Depuis, Ankara a rejoint la coalition anti-Daech menée par les Etats-Unis, et donne des gages à ses alliés en arrêtant des djihadistes par centaines. Comme il le fait régulièrement, le ministre de l’Intérieur, Efkan Ala, a d’ailleurs livré lundi les derniers chiffres sur le nombre d’étrangers expulsés pour leurs liens avec Daech: 2896 suspects de 92 pays. Tout en renforçant sa frontière avec la Syrie – déploiement de soldats, construction d’un mur de 80 km entre les provinces de Gaziantep et Kilis, face aux territoires tenus par le groupe djihadiste –, la Turquie multiplie les opérations sur son sol. Mardi encore, la police d’Ankara a arrêté 16 membres présumés de l’Etat islamique – dont 15 étrangers – soupçonnés de préparer un attentat. «Tant que Daech sera à nos frontières, la Turquie continuera sa lutte antiterroriste» a martelé hier le premier ministre Ahmet Davutoglu.


«Ennemis des gens libres»

La chancelière Angela Merkel a promis que Berlin combattrait les terroristes «avec détermination»
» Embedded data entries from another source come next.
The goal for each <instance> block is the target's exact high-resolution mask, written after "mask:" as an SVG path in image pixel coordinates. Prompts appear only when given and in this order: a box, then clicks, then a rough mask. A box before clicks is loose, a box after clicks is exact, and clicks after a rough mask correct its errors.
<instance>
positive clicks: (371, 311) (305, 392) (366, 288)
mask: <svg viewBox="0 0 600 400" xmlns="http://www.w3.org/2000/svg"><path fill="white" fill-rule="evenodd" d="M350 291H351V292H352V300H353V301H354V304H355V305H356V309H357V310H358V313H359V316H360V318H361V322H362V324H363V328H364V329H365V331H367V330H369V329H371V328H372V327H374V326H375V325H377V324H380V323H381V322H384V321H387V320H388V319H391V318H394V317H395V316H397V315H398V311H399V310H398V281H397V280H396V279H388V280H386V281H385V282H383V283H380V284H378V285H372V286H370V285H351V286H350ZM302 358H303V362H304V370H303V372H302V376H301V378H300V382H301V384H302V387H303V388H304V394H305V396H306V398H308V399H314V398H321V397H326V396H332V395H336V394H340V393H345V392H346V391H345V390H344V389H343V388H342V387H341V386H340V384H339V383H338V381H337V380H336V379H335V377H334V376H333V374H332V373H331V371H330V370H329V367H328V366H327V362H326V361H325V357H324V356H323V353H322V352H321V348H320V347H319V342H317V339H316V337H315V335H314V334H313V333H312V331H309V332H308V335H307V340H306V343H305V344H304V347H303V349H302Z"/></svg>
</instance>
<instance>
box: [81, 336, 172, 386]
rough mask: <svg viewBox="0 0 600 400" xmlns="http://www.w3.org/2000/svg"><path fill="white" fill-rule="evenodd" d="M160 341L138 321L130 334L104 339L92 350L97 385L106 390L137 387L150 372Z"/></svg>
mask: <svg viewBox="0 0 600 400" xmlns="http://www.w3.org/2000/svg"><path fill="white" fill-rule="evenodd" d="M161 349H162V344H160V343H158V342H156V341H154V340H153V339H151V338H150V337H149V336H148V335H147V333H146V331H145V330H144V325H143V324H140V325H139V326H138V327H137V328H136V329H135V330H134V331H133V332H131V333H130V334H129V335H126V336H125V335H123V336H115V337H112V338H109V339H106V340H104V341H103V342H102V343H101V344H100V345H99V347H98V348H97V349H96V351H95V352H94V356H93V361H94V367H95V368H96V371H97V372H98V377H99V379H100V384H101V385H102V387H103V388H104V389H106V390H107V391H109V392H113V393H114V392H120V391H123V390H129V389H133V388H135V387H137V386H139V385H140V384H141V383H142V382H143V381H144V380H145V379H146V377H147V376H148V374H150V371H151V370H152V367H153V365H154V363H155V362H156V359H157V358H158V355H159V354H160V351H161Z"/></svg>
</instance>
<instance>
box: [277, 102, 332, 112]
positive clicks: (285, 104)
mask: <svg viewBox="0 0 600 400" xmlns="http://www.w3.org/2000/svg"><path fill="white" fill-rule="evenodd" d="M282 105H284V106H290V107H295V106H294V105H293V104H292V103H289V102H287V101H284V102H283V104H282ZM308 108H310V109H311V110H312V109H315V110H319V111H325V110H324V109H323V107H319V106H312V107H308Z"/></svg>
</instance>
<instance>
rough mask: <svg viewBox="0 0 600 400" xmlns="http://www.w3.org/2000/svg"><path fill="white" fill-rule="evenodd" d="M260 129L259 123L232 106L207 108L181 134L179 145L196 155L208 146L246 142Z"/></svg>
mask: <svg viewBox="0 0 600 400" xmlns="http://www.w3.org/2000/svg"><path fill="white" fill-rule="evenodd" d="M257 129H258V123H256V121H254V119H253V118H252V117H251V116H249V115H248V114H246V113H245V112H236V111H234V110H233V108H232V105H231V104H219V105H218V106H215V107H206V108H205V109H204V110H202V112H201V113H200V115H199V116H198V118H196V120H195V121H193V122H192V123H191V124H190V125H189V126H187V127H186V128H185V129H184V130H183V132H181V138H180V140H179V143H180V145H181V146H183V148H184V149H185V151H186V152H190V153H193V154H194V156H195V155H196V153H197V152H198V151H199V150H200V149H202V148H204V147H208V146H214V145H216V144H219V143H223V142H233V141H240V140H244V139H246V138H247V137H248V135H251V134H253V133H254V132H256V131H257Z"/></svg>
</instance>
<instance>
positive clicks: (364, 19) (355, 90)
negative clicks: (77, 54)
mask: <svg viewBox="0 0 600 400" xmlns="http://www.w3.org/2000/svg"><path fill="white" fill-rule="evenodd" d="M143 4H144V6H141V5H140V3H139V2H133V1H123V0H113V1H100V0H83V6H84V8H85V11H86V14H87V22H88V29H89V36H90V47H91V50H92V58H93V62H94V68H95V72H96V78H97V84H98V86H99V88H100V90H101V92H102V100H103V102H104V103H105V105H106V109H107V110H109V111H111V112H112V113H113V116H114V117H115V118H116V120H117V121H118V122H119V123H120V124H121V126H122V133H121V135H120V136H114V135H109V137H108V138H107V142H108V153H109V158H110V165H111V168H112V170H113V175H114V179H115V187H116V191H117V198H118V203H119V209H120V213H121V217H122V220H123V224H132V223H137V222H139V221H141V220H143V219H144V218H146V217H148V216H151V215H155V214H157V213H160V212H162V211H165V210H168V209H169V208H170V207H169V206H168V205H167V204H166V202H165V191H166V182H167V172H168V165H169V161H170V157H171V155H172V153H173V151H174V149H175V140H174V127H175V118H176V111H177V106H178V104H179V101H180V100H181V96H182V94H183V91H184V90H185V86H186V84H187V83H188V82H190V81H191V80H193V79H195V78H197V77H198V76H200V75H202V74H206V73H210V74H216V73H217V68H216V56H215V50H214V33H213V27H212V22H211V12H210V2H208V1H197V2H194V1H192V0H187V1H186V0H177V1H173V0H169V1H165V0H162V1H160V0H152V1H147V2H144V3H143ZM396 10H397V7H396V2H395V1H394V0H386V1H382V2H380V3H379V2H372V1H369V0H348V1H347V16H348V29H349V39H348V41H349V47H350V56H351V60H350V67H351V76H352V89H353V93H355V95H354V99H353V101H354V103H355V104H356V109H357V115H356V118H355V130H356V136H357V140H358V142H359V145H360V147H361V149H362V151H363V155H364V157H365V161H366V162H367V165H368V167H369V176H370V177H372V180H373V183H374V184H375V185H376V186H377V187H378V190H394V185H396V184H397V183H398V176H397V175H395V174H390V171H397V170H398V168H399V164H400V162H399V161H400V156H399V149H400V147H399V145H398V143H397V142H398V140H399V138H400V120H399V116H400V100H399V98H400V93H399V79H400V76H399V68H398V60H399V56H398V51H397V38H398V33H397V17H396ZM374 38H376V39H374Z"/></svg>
La chancelière Angela Merkel, exprimant son «sentiment de solidarité avec la Turquie», a estimé mardi que les auteurs d’attentats, où qu’ils frappent, visent toujours la même cible, à savoir «notre vie libre et notre société libre». «Les terroristes sont les ennemis de tous les gens libres, ce sont les ennemis de l’humanité, que ce soit en Syrie, en Turquie, en France ou en Allemagne», a-t-elle insisté, promettant que Berlin les combattrait «avec détermination».

«Nous ne nous laisserons pas intimider par le meurtre et la terreur», a indiqué de son côté le ministre des Affaires étrangères, Frank-Walter Steinmeier, sans reprendre à son compte les déclarations d’Ankara attribuant l’attentat au groupe djihadiste Etat islamique.